The West Bank bantustans,[a] or West Bank cantons, figuratively described as the Palestine Archipelago,[2][3][4][5] are the proposed noncontiguous enclaves for the Palestinian population of the West Bank under a variety of US and Israeli-led proposals to end the Israeli-Palestinian conflict.[6][7] The process of creating the fragmented Palestinian zones has been described as "encystation" by Glenn Bowman, Emeritus Professor of Politics and International Relations at Kent University.[8]
The terms have also been used to describe Areas A and B under the 1995 Oslo II Accord, and the similar but less formal situation between 1967 and 1995.[9] Under the terms of the Oslo Accords, the area of the West Bank controlled by the Palestinian National Authority is composed of 165 "islands".[10]
The bantustan structure underpinned many of Israeli “final status” proposals for the conflict, including Allon Plan, the WZO plan, Menachem Begin’s plan, Benjamin Netanyahu’s “Allon Plus” plan, 2000 Camp David Summit and Ariel Sharon’s proposals.[11] and most recently, the Trump peace plan.
Debate has continued as to whether the existing or proposed arrangements are contiguous or noncontiguous.
After the 1967 Six Day War, a small group of officers advocated creating a small independent Palestinian "mini-state" in the north of the West Bank, but policymakers did not support that plan.[12] By the early 1970s, Arabic-language magazines began to compare the Israeli proposals for a Palestinian autonomy to the Bantustan strategy of South Africa.[13]
The 1995 Oslo Accords offered the Palestinians over 60 disconnected fragments;[14] by the end of 1999 the West Bank had been divided into 227 separate entities, most of which were no more than 2 km2 (about half the size of New York's Central Park).[15]
The failure of the subsequent 2000 Camp David Summit has been blamed on the inability to unwind the bantustans; as Israeli journalist Ze'ev Schiff stated: "the prospect of being able to establish a viable state was fading right before [the Palestinians'] eyes.

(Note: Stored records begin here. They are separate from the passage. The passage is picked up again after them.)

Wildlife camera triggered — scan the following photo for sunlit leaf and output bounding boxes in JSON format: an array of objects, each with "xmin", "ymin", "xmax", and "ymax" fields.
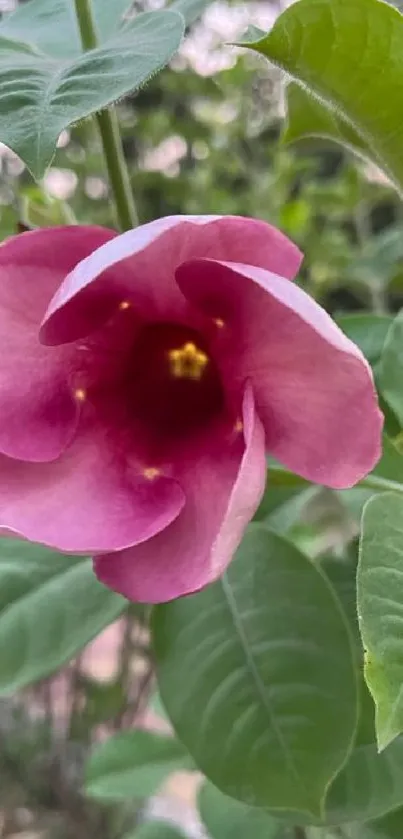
[
  {"xmin": 153, "ymin": 525, "xmax": 357, "ymax": 816},
  {"xmin": 0, "ymin": 11, "xmax": 183, "ymax": 178},
  {"xmin": 0, "ymin": 539, "xmax": 126, "ymax": 695},
  {"xmin": 246, "ymin": 0, "xmax": 403, "ymax": 188},
  {"xmin": 283, "ymin": 82, "xmax": 371, "ymax": 163},
  {"xmin": 358, "ymin": 493, "xmax": 403, "ymax": 749}
]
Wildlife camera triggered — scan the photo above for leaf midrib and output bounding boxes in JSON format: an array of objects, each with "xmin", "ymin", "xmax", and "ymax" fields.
[{"xmin": 221, "ymin": 574, "xmax": 308, "ymax": 795}]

They were confronted with an intolerable set of options: to agree to the spreading occupation... or to set up wretched Bantustans, or to launch an uprising."[16]
The 2020 Trump peace plan proposed splitting a possible "State of Palestine" into five zones:[17]
According to Professor Ian Lustick, the "appellation “State of Palestine” applied to this archipelago of Palestinian-inhabited districts is not to be taken any more seriously than the international community took apartheid South Africa’s description of the bantustans of Transkei, Bophuthatswana, Venda, and Ciskei as “independent nation-states.”"[17]
The name “cantons” is considered to imply a neutral concept where political implications are left to be determined, whereas the name “bantustans” is considered to imply economic and political implications and the lack of meanginful sovereignty.[18] The name "islands" or "archipelago" is considered to communicate how the infrastructure of the Israeli occupation of the West Bank has disrupted contiguity between Palestinian areas.[2]